Cumulative vs marginal probability of default

Question

I understood the cumulative (aka unconditional) probability of default to be the probability of defaulting in a given period eg: between years 1 and 5. Further $\pi_{cumulative} = 1-e^{-\lambda*t}$ where lambda is a hazard rate.

I understood the marginal (aka conditional) probability of default to be the probability of defaulting at time $T$ given survival up to that point. Further $\pi_{marginal} = \lambda e^{-\lambda*t}$ where lambda is a hazard rate.

Attempting to solve the following problem, I came up with a close but off value.

Problem

1 year hazard rate = 0.1. What is the probability of surviving in the first year followed by defaulting in the second?

My solution was to calculate the marginal probability of default = $0.1\lambda e^{0.1*2}$ = 8.19%

But the given answer was 8.61% arrived at by:

1 year cumulative (also called unconditional) PD = 1 - e^(- hazard*time) = 9.516%

2 year cumulative (also called unconditional) PD = 1 - e^(- hazard*time) = 18.127%

solution - 18.127% - 9.516% = 8.611%

Is my approach incorrect or merely an approximation?

Answer 1

The question sounds like a conditional probability problem. However, note that, for conditional probability, people will generally say if survived to or conditional on. Here it says that survived in year one and (i.e., followed by) will default in year two. Then we should not treat this as a conditional or marginal probability.

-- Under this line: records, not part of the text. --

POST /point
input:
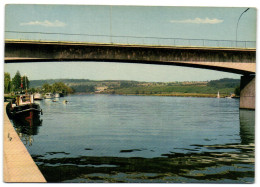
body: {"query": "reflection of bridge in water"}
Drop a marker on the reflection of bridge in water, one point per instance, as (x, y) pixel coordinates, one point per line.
(222, 55)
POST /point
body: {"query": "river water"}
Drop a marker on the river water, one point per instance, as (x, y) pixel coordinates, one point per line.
(147, 139)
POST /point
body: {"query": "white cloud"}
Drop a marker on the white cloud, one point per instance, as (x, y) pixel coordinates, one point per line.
(45, 23)
(199, 21)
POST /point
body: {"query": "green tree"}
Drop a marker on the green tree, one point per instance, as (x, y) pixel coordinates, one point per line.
(7, 83)
(16, 81)
(237, 91)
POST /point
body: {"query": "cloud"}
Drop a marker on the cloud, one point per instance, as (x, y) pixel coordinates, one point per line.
(199, 21)
(45, 23)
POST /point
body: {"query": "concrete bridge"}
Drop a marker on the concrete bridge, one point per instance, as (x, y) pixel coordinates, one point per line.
(234, 60)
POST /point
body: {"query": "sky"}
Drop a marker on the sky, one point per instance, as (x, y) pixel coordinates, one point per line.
(84, 23)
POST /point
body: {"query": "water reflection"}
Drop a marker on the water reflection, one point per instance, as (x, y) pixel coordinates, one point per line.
(27, 128)
(123, 139)
(247, 126)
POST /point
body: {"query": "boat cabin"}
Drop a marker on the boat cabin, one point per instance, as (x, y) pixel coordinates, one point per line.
(24, 100)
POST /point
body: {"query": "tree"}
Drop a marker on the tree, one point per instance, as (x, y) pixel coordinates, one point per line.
(237, 91)
(7, 83)
(16, 81)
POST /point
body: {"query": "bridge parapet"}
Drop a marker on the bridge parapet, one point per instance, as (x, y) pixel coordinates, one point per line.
(235, 60)
(129, 40)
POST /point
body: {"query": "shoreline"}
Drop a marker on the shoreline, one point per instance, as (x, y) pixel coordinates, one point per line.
(168, 95)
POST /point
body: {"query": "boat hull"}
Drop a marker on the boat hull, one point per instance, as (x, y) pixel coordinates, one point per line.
(28, 111)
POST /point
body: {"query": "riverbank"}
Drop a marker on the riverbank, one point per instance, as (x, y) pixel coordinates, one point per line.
(18, 163)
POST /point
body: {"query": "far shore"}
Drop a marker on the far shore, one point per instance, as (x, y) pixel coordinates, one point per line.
(162, 94)
(8, 96)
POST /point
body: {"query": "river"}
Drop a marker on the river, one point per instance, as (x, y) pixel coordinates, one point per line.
(142, 139)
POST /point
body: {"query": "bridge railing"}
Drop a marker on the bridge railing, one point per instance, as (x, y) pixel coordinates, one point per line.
(129, 40)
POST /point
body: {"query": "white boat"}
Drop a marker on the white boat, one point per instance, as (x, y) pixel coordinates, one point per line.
(49, 96)
(218, 96)
(24, 108)
(57, 95)
(38, 96)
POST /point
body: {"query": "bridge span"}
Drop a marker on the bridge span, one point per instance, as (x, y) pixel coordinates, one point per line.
(234, 60)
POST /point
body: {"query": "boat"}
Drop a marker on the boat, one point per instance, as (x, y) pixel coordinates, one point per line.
(38, 96)
(24, 108)
(57, 95)
(218, 96)
(48, 96)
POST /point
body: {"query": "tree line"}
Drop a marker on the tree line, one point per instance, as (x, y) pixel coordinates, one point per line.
(19, 83)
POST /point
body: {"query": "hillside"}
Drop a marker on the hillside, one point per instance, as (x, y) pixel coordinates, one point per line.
(224, 86)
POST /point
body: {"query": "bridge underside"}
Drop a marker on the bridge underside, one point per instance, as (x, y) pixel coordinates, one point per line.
(240, 61)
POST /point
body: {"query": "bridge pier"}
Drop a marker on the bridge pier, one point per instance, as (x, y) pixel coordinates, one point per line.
(247, 92)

Based on the above understanding, the probability can be computed as follows: \begin{align*} P(\tau >1 \ and \ \tau \le 2) &= P(1 < \tau \le 2)\\ &=P\big((\tau \le 2) \setminus(\tau \le 1) \big)\\ &=P(\tau \le 2) - P(\tau \le 1)\\ &= \big(1- e^{-2\lambda}\big) - \big(1- e^{-\lambda}\big)\\ &= 18.127\,\% - 9.516\,\% \\ &= 8.611\,\%. \end{align*} Here, $\tau$ is the default time.